As a former gossip columnist, I am of two—at the very least two—minds about this scrutiny. Candidates and their spouses enter into a world where little is private. I am amused when a journalist such as Michelle Cottle of Newsweek writes a piece, as she did last week, ostensibly sympathizing with political spouses because they must endure dissection of everything from their beliefs to their make-up and then adds: “Memo to Callista Gingrich: lose the platinum helmet hair.” And, of course, we all know that there is a tendency for the press to be less kind to Republican spouses—often described as “Stepford Wives,” a designation Cheri’s interesting marital history would likely have spared her.
Although I winced when a 2007 profile in the Washington Post reported that Jheri Thompson, whose husband Fred was playing Hamlet with the notion of a White House bid, had some apparently unpaid, decades-old medical bills ($1,700) from her twenties—just the sort of thing you’d die over—I generally argue in favor of the press taking a good look at candidates and even, yes, the person who would have the honor of serving her country as first lady (or first dude).

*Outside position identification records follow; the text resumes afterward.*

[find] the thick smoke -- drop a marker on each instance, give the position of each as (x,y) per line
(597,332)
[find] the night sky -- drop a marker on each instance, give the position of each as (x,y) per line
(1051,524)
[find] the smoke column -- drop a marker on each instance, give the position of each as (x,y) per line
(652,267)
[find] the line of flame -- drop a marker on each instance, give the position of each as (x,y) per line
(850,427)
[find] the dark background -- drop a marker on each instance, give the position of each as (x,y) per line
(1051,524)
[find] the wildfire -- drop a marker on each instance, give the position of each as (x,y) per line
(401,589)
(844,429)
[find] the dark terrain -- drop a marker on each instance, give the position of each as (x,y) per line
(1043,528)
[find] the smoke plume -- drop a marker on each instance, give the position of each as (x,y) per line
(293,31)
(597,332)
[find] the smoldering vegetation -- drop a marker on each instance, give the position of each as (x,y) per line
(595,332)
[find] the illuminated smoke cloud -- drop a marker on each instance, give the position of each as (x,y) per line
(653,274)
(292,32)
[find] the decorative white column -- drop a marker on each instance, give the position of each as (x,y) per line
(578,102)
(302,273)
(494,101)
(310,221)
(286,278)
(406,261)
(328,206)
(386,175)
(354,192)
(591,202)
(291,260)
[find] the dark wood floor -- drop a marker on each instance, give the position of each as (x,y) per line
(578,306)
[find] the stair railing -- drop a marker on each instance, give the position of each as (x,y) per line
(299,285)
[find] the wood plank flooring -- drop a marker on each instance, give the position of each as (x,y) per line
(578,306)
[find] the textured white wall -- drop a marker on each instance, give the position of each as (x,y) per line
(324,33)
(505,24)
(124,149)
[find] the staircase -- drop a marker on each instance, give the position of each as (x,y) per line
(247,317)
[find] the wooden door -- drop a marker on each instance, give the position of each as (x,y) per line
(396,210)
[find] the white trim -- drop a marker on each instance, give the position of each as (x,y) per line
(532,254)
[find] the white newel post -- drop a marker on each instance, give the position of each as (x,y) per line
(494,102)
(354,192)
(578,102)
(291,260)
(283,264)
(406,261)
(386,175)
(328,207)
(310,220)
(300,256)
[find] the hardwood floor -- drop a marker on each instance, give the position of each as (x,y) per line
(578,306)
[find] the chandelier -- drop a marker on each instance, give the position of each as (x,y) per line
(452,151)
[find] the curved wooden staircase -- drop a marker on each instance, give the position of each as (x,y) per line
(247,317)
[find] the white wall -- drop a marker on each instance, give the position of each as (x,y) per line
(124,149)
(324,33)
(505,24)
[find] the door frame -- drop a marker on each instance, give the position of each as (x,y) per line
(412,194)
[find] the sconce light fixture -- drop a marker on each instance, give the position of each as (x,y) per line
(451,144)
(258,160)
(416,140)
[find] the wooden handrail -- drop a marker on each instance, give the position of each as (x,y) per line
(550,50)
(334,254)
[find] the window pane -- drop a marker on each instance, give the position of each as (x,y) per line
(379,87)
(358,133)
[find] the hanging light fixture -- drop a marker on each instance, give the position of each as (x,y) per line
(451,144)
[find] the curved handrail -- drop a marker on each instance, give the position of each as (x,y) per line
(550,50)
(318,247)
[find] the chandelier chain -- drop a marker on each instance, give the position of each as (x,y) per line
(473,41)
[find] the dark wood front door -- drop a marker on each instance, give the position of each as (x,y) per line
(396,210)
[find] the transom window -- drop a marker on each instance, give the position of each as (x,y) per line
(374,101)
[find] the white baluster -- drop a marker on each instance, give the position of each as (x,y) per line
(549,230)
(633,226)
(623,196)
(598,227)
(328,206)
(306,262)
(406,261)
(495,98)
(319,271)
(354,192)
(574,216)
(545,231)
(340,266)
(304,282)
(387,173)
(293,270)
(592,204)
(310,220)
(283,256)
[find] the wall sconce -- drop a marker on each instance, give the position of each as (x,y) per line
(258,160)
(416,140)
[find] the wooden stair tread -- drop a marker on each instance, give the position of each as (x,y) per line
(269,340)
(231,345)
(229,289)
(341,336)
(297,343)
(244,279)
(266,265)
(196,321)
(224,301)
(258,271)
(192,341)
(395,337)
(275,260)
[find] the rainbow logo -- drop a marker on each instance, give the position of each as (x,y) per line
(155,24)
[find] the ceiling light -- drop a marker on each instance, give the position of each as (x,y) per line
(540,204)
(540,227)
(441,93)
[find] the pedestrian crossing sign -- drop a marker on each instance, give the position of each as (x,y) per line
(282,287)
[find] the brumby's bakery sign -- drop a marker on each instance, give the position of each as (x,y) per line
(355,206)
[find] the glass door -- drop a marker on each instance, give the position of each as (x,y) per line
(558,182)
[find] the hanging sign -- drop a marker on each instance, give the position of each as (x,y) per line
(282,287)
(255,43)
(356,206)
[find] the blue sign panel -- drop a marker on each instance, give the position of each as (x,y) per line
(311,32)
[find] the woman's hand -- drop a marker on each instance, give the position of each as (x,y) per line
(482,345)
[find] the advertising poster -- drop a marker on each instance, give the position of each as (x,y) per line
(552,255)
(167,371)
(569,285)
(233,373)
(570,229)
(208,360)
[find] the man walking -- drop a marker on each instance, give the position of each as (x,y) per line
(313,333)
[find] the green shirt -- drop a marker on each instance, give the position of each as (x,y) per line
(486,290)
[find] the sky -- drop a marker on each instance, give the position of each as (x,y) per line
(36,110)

A person of ordinary rectitude who has the ability to develop the tough hide necessary for political life will do fine. Jheri Thompson, I am told, is thriving (and I bet, if the report was accurate, she quickly dashed off a check to cover those almost forgotten medical bills).
A reformed bolter, Cheri would have been irresistible, though. The press would undoubtedly have dug up details about the California marriage. It would not have been fun, at least not for Mrs. Daniels. “She wasn’t going to have all that garbage about her marriage brought up, and I can’t blame her,” a friend emailed me early Sunday morning. Oh, dear I am trying not to blame her. It would have been uncomfortable, and it might have been unfair, but she would have survived and there is a good chance she would have won the public over, too. After all, she got a great guy to marry her twice.
A marriage says a lot about the two parties and that the Daniels marriage endures speaks well of both of them ultimately. It could not have been easy to ask to be taken back. But it also speaks well of Daniels that he is not so consumed with ambition that he put Cheri in a spotlight she obviously fears. It is refreshing to have a political leader who values his family above his career. It reminds me of Wisconsin Congressman Paul Ryan’s saying that he would not run in 2012 because “my kids are too small and my ego's not big enough." But here’s the bad news: these are just the guys we need in office, the ones who are loyal and decent and could make difficult decisions without a lot of fanfare.
Charlotte Hays is a senior fellow with the Independent Women’s Forum.